Believed to be Vinci’s last painting, Salvator Mundi (“Savior of the World”) measures at 25 7/8 inches by 18 inches, and dates back to around 1500. If you are yet not convinced by the magnanimity of this discovery, here’s some trivia – the last time a Da Vinci was discovered was 1909!
“Salvator Mundi is the holy grail of art discoveries,” said Alex Rotter, Christie’s co-chairman of postwar and contemporary art.

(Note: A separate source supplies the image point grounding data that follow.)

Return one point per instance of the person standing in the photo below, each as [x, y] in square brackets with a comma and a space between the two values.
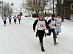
[58, 23]
[51, 28]
[4, 20]
[41, 23]
[15, 19]
[19, 18]
[10, 19]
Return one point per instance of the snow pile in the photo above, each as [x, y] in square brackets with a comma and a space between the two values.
[20, 39]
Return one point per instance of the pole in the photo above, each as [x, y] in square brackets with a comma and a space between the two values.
[2, 8]
[53, 7]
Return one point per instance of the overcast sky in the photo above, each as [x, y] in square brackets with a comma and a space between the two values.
[16, 3]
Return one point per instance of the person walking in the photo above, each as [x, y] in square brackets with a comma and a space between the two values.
[19, 18]
[15, 19]
[10, 19]
[58, 23]
[4, 20]
[51, 28]
[41, 23]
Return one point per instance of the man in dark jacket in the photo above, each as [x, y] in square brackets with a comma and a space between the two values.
[51, 28]
[41, 23]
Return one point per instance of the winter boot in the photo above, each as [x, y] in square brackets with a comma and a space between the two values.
[45, 34]
[56, 36]
[36, 34]
[42, 48]
[55, 41]
[58, 33]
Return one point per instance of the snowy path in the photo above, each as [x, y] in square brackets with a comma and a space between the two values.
[20, 39]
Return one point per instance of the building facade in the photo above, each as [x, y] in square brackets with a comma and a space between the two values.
[70, 9]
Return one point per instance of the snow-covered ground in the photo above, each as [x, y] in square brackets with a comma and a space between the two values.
[20, 39]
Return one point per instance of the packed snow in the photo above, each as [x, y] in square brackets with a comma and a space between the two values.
[20, 39]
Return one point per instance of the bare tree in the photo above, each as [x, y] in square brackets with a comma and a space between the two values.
[35, 5]
[7, 9]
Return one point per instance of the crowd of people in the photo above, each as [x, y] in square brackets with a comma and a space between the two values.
[10, 18]
[53, 25]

Christie’s is all about sophistication coupled with glitz and glamour, so yes of course the revelation was a huge event! Concealed behind opaque sliding glass doors at Christie’s, the masterpiece was only revealed until the moment it was announced. And, the invitation to the press event aptly read – “You are invited to a first-ever unveiling of AN UNPRECEDENTED MASTERPIECE” and showed a giant question mark in a gilded frame.
Originally the masterpiece was hung as a part of the collection of King Charles I and depicts a beatific Jesus Christ, clad in lapis lazuli robes and holding a glassine orb, one hand extended skyward. Yes, it bears a certain compositional likeness to the Mona Lisa, and experts believe it was painted around the same time.
The gorgeous painting initially resurfaced in 2005 and was unveiled in London’s National Gallery in 2011, where according to Loic Gouzer, the director of the National Gallery, the arrival was labelled “a bigger deal than discovering a new planet.”
Post the press conference today, the painting will travel the globe, marking its footprints through Hong Kong, San Francisco, and London, and then will return to New York, where it will be put up for auction.